Bei mir schwomm links einer junger Mann, der sich gerade auf dem steilen Weg vom Hundekraulen zum Seepferdchen befand, während sich rechts ein schlecht riechender Ultra-langsam-Schwimmer seinem persönlichen Rekord näherte.
Schwimmen ist gesund für Herz und Kreislauf? Ich sag' Ihnen die Antwort: Pfffft! Somit war der erste Adrenalin-Kick des Tages eigentlich schon abgehakt. Dafür ging es dann heute später auf den Sattel. Um Zeit zu sparen, machte ich dann das, was ich nie mache: über die Karlstraße zur Brücke fahren. Nach 200 Metern wusste ich auch wieder, warum ich hier eigentlich nie fahre.

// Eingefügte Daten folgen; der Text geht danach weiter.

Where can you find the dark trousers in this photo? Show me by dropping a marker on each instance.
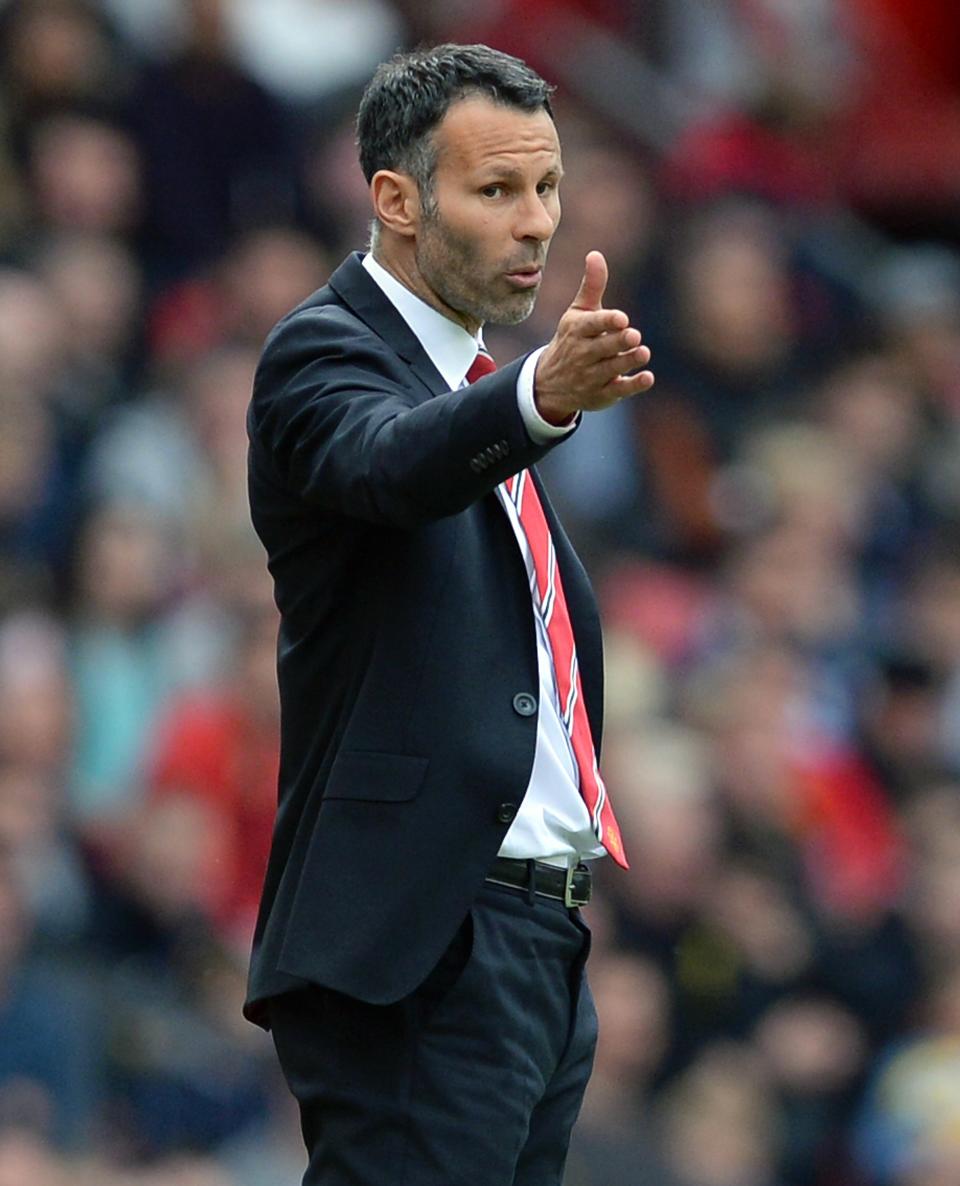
(475, 1079)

Kurz hinterm Worringer Platz war die erste Vollbremsung fällig. Eine Fußgängerin war einfach auf die Straße gerannt. "Scheiß Fahrrad, ay!" Ich vermute zumindest, das sie das sagen wollte. Im Vollrausch leidet ja das Artikulationsvermögen. Und die Dame war definitiv voll wie eine Natter.
Zwischen Friedrich-Ebert- und Immermannstraße ging ein Hamburger auf Tuchfühlung. Was soll ich Ihnen sagen: Er versuchte seine Beifahrer-Tür an meinem Hosenbein zu reinigen. Einmal tief durchatmen und weiter geht's. Endlich Radweg.

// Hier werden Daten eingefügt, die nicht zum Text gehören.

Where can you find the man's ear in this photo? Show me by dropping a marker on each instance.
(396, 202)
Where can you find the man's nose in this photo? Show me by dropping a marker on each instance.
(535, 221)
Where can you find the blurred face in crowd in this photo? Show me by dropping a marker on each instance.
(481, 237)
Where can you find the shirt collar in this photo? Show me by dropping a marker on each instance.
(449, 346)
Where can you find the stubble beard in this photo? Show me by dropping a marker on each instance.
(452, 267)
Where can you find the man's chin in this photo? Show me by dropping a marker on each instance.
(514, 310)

Es dauert keine Minute, da materialisierte sich ein Taxi vor mir. Ich liebe mein Fahrrad. Vor allem die Bremsen. Erst auf der Brücke wird mein Puls wieder etwas ruhiger. Im Berufsverkehr ist Fahrradfahren wirklich kein Vergnügen.
Am Rhein ändert sich das langsam wieder. Die Luft ist klar, die neue Venetia Claudia Monreal joggt mir entgegen. Und dann wird auch dieses Fahrrad-Idyll jäh zerstört. "Steh!" Die Stimme der Hundebesitzerin ist klar und befehlsgewohnt. Dumm nur, dass das den weißen Terrier so gar nicht juckt. Der fühlt sich aufgefordert und rennt natürlich vor mein Rad. Und noch 'ne Vollbremsung. Wenn ich heute Rücken kriege, weiß ich wenigstens wovon.
Die Töle guckt mich an. Ich könnte schwören, sie feixt. Die Hundehalterin wendet sich betreten ab. Ich fahre resigniert weiter. Ist ja nicht mehr lang. Auf der Pariser Straße dann das heutige Sahnehäubchen. Ich werde von einem Baum angegriffen! Jawohl! Eine gemeine Rosskastanie bewirft mich mit ihren Früchten. Bringt mich auf die Gartenamtsleiterin. Die sagt immer, man darf nicht zwischen guten und bösen Bäumen unterscheiden. Ich sage: darf man nicht nur, muss man. Und Kastanien im Herbst, die sind böse. Zumindest, wenn man mit dem Fahrrad unterwegs ist!